The Realities of Azure Private Endpoints

Following on from my previous article Private Endpoints and Terraform - A Tale of Time - I want to go into more detail about what my experience working with Private Endpoints has been like.

The use of Private Endpoints is an increasingly popular choice, and Microsoft suggest their use is considered best practice (ref), however, I feel a lot hinges on what your definition of the word 'private' really means.

In this article, I’ll go over what Private Endpoints are when compared to Service Endpoints and will provide examples of what I feel are the realities when working with them.

What is a Private Endpoint?

To avoid repeating myself, the below is an extract from my Tale of Time article (link above) that covers how I defined what a Private Endpoint is:

A Private Endpoint adds a network interface to a resource, providing it with a private IP address assigned from your VNET (Virtual Network). Once applied, you can communicate with this resource exclusively via the VNET.

The alternative to Private Endpoints is Service Endpoints, where the resources are still accessible over the public internet, however, their integrated firewalls restrict access only to designated VNETS/subnets or public IP addresses.

Private Endpoints are more secure in this context but come with additional complexity.

Once applied with a Private Endpoint, a resources endpoint is no longer publicly routable.

Private DNS Zones solve this issue. Linked to one or more VNETS, a Private DNS Zone holds DNS records for the private resources. When you deploy a Private Endpoint and link it to a Private DNS Zone, the resources public IP is updated with a CNAME record pointing it to the Private DNS Zone.

For example, mystorageaccount.blob.core.windows.net would point to mystorageaccount.privatelink.blob.core.windows.net, pointing it to something like 192.168.0.8.

Any VNET linked to one or more Private DNS Zones will resolve those endpoints privately.

Source: What is a private endpoint?

The Realities

With Service Endpoints, a PaaS resource is still publicly available.
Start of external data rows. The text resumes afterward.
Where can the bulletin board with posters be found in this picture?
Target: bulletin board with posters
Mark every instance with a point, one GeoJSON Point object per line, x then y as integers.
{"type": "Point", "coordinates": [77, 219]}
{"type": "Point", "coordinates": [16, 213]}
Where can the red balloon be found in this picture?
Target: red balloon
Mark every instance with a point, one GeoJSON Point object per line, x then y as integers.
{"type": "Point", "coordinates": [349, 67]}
You can configure inbound traffic to come in either from designated public IPs or from within the VNET itself. The resource itself is still accessible online.

With a Private Endpoint, however, there is no option to allow designated public IPs. Traffic comes in from the VNET, or not at all.

Because of this, performance may be improved by reducing network latency as communication stays within the Microsoft network backbone.

Also note that you can apply network policies for Private Endpoints (NSGs and Route Tables on the subnet hosting them) so you can get granular control over your network traffic.

In a nutshell, using a Private Endpoint provides the most private and granular level of network access to a resource. But what does private in this context really mean, and do the cons of using a Private Endpoint outweigh the pros?

Consider the below:

Control Plane vs Data Plane

It's important to note the difference between control plane and data plane operations.

For example, let's presume we have an Azure Storage Account with a Private Endpoint applied for the blob endpoint. A control plane operation would be something like using the Azure CLI to return the account keys. A data plane operation would be something like listing blobs within a private container.

With a Private Endpoint applied for the blob endpoint, you can perform control plane operations regardless of your presence on the VNET. Yes, you need to be authenticated, but your source IP does not matter in this context.

With a data plane operation, however, you can only perform operations if you are coming at it from within the VNET.

I point this out here to highlight that adding a Private Endpoint does not make the resource totally private, only specific operations.

This is important when setting expectations.

DevOps & IaC

From a DevOps perspective (i.e. using pipelines to deploy infrastructure-as-code), you'll likely need to use self-hosted runners that have network connectivity onto the VNET on which the Private Endpointed resources are going to reside. Using a hub and spoke example you could deploy a VM within the hub that hosts the DevOps agents, ensuring the hub VNET is peered and routable to the spoke VNETS that have the Private Endpointed resources on.

As per my article Private Endpoints and Terraform - A Tale of Time, the automated deployment of resources with Private Endpoints introduces further complexity when the likes of Terraform try to deploy resources in parallel but get chewed up when a resources network config changes part way through.

Network Complexities

Imagine you have a hub and spoke network topology. In your hub, you have a VNET and shared Private DNS Zones. There are multiple spokes that each have their own VNET, including resources with Private Endpoints applied.

The hub VNET would need to peer with each spoke VNET, and every Private DNS Zones would need to be linked to the hub VNET and every single spoke VNET.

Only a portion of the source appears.